A leading Democratic lawmaker has warned that the Republican party is now so extreme it could cause the world’s largest economy to default on its debt for the first time ever in its quest to extract concessions from the Biden administration.
“My guess is that whoever is speaker of the House will be so in a vice from the extreme members of their caucus, that they won’t be able to get anything done here. I really worry about defaulting,” John Yarmuth, Kentucky Democrat and chair of the powerful House budget committee, told the Guardian.
Yarmuth, the sole Democrat in Kentucky’s eight-member congressional delegation, sounded the alarm about the GOP going into “blow-it-up mode” on Capitol Hill in the new year – with the economy and America’s reputation paying the price.
The US is the only major economy to put a legal limit on how much debt the government can accrue, which is currently set at about $31.4tn. Washington uses that borrowing to pay for everything from government employees’ salaries to military operations, and is expected to need to increase the debt ceiling sometime next year, as it has done dozens of times in the past.
But 2023 will bring a new Congress to Washington where Republicans will have a majority in the House of Representatives – and the party’s leaders have said they will make demands of Joe Biden and the Democrats in exchange for raising the debt ceiling.
“If you’re going to give a person a higher limit, wouldn’t you first say you should change your behavior, so you just don’t keep raising it all the time?” Kevin McCarthy, the chamber’s GOP leader, told CNN in November.
“You shouldn’t just say, ‘Oh, I’m gonna let you keep spending money.’ No household should do that,” he added.
What they will ask for in return for cooperation is unclear. But the No 2 Senate Republican, John Thune, told Bloomberg News the party may demand spending cuts as well as changes to the social security old-age benefit.
With the Senate controlled by Democrats, the debt ceiling is one of the few pieces of leverage the Republican House majority will have over the Biden administration, but the tactic has risks. In 2011, the GOP held out for so long on agreeing to increase the debt ceiling that one of the three main credit agencies, S&P Global Ratings, stripped America of its top score.
McCarthy has insisted that he wouldn’t allow the United States to default – something the White House predicts would cause borrowing costs to rise, the dollar’s value to fall, and countries worldwide to lose faith in the US financial system – perhaps permanently.
But Yarmuth isn’t so sure. McCarthy wants to be elected speaker of the House next year, but is opposed by a group of the party’s most extreme lawmakers. Whatever promises he makes to them in exchange for their support could set the stage for a debt ceiling standoff that makes history, in the worst possible way.

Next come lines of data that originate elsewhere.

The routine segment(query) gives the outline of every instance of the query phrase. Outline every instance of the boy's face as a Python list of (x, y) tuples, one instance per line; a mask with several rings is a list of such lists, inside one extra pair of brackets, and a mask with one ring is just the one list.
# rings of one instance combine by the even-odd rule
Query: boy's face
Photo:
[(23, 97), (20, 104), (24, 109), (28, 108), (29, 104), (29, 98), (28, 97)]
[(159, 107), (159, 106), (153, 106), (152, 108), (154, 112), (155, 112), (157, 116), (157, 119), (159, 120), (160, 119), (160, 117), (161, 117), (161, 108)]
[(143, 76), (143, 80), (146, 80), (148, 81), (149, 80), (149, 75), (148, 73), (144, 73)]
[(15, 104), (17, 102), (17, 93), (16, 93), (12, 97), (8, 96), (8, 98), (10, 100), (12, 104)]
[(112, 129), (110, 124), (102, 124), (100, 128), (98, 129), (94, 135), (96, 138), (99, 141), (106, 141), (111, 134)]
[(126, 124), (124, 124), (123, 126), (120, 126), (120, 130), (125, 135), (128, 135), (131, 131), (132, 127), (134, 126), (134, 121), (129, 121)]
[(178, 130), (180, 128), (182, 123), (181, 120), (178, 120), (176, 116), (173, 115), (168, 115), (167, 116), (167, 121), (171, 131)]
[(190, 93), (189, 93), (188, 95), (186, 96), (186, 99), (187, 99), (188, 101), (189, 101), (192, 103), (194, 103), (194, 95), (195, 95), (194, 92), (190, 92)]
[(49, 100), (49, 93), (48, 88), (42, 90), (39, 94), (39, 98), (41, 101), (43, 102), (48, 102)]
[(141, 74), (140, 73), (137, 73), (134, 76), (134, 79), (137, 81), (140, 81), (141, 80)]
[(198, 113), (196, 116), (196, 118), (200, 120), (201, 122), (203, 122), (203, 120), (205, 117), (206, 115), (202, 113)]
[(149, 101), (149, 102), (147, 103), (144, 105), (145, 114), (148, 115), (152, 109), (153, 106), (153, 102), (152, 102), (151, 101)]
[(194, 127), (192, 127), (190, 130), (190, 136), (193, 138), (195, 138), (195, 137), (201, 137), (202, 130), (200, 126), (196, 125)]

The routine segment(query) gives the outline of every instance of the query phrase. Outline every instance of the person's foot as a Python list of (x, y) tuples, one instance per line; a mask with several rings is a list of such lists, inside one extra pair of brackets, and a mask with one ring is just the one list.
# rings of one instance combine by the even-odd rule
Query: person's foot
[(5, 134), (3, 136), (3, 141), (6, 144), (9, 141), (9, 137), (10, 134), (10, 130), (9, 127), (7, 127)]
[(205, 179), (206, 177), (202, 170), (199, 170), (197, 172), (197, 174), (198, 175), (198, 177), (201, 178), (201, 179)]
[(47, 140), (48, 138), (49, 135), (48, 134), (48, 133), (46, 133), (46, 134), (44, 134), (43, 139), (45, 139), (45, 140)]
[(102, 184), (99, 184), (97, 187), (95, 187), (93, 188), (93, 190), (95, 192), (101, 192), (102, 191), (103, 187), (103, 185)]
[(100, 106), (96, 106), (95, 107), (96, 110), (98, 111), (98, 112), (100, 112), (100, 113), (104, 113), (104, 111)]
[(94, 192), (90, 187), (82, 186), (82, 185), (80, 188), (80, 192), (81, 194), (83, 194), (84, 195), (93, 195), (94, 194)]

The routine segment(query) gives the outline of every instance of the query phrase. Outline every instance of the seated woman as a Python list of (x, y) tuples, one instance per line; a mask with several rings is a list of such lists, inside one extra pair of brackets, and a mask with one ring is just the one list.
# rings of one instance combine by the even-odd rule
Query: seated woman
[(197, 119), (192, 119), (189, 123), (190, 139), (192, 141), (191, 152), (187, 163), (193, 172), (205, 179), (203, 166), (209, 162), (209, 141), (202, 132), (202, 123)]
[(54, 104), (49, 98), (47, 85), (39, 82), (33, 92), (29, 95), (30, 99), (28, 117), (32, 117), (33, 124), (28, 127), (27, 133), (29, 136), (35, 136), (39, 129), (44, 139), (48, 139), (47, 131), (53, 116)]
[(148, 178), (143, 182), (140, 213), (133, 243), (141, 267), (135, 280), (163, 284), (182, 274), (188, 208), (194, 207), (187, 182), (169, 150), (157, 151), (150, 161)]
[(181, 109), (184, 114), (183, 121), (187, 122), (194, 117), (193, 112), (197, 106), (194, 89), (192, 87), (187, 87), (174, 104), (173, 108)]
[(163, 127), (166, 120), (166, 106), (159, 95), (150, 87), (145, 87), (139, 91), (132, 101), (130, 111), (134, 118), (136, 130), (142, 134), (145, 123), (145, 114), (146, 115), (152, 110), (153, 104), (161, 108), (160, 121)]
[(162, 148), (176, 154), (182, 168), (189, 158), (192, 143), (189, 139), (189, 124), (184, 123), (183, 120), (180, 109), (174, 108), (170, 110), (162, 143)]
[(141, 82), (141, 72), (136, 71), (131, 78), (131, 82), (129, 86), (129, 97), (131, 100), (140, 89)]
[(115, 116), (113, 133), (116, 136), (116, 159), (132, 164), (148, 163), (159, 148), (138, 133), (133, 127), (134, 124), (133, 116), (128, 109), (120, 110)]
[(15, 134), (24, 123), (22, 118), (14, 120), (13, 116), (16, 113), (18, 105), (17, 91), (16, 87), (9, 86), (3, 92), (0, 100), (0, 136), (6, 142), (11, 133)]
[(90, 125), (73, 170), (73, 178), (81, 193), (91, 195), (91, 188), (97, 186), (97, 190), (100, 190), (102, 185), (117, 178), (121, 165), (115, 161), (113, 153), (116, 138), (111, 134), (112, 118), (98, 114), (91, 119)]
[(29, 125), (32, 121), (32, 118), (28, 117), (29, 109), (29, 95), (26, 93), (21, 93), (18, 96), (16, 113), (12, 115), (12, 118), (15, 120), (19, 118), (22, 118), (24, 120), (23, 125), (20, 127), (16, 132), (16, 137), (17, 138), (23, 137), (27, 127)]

“I think there are far more of the people who are in the blow-it-up mode than there were then,” Yarmuth said, referring to previous debt ceiling standoffs. “Assuming Kevin McCarthy is speaker, which is quite an assumption right now, he’s not nearly strong enough to manage those extreme elements in his party. He may even, in fact, be one of the extreme elements of the party.”
First elected to the House in 2006 and chair of the committee that plays an important role in drafting the annual budget since 2019, Yarmuth helped get two of the Biden administration’s signature pieces of legislation, the American Rescue Plan and Inflation Reduction Act, through Congress. He opted not to run again in the midterm elections, and will be replaced by fellow Democrat Morgan McGarvey.